The introduction to Circles Disturbed... says that mathematicians are "delighted" to see the ways that mathematicians have been portrayed in recent works of literature and popular culture. Undoubtedly many are, but I have a less sanguine view of the direction of popular imagery of science and mathematics. I believe there is far more superstition, ignorance, and anti-scientific bias among Americans now than there was when I was growing up a half-century ago. If one compares the portrayals of mathematicians in recent popular works with those of earlier decades, the picture is not one of constant upward progress. Compare, for example, the 1980 movie It's My Turn (in which Jill Clayburgh plays a mathematician) or the 1988 movie Stand and Deliver (about the high school math teacher Jaime Escalante) --- the latter movie was cited by several of my students as what inspired them to want to become math teachers --- with the more recent movie A Beautiful Mind (2001) and the play Proof (2000, film in 2005), in which all the mathematicians are schizophrenic. The view of the mathematical profession that emerges from the latter portrayals is pretty dismal. Both works suggest that there is an inevitable connection between mathematical creativity and mental illness. In A Beautiful Mind some of the scenes of John Nash's schizophrenia (e.g., when he almost drowns their baby) are horrific, and the depiction of nerd behavior in the Princeton math department also reinforces some of the worst stereotypes about mathematicians. From the standpoint of mathematicians who want to improve the popular image of the profession and convince young people that it's a rewarding profession to go into, these portrayals are not helpful.

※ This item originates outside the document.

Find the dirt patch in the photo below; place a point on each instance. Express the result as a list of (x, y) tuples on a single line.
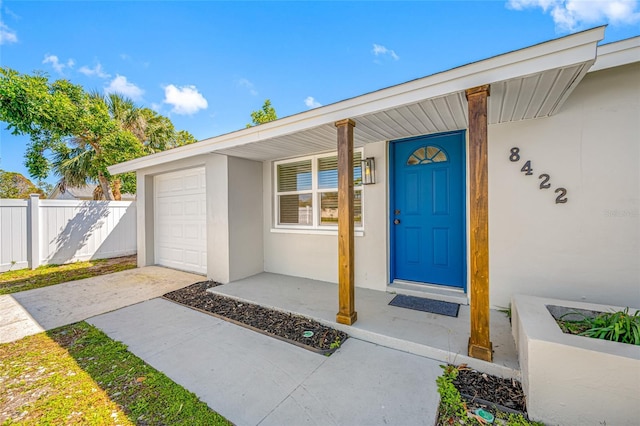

Or take the 1999 novel Cryptonomicon by Neil Stephenson. I am embarrassed to say that this book was highly recommended to me by a mathematical colleague whom I much respected, and so I read it. The book's portrayal of the great mathematician Alan Turing is full of juvenile and homophobic humor, with the author inventing an imaginary affair with a gay Nazi during World War II (as if to try to justify the later persecution of Turing by the British government that led to his death). That the novel is full of racism (against Asians and New Guineans) and misogyny did not prevent it from becoming a best-seller among mathematicians and computer scientists.
The mathematical world -- like the world outside -- is full of struggles and full of narratives, but judging by its introduction and table of contents, the book Circles Disturbed... doesn't come close to telling the whole story.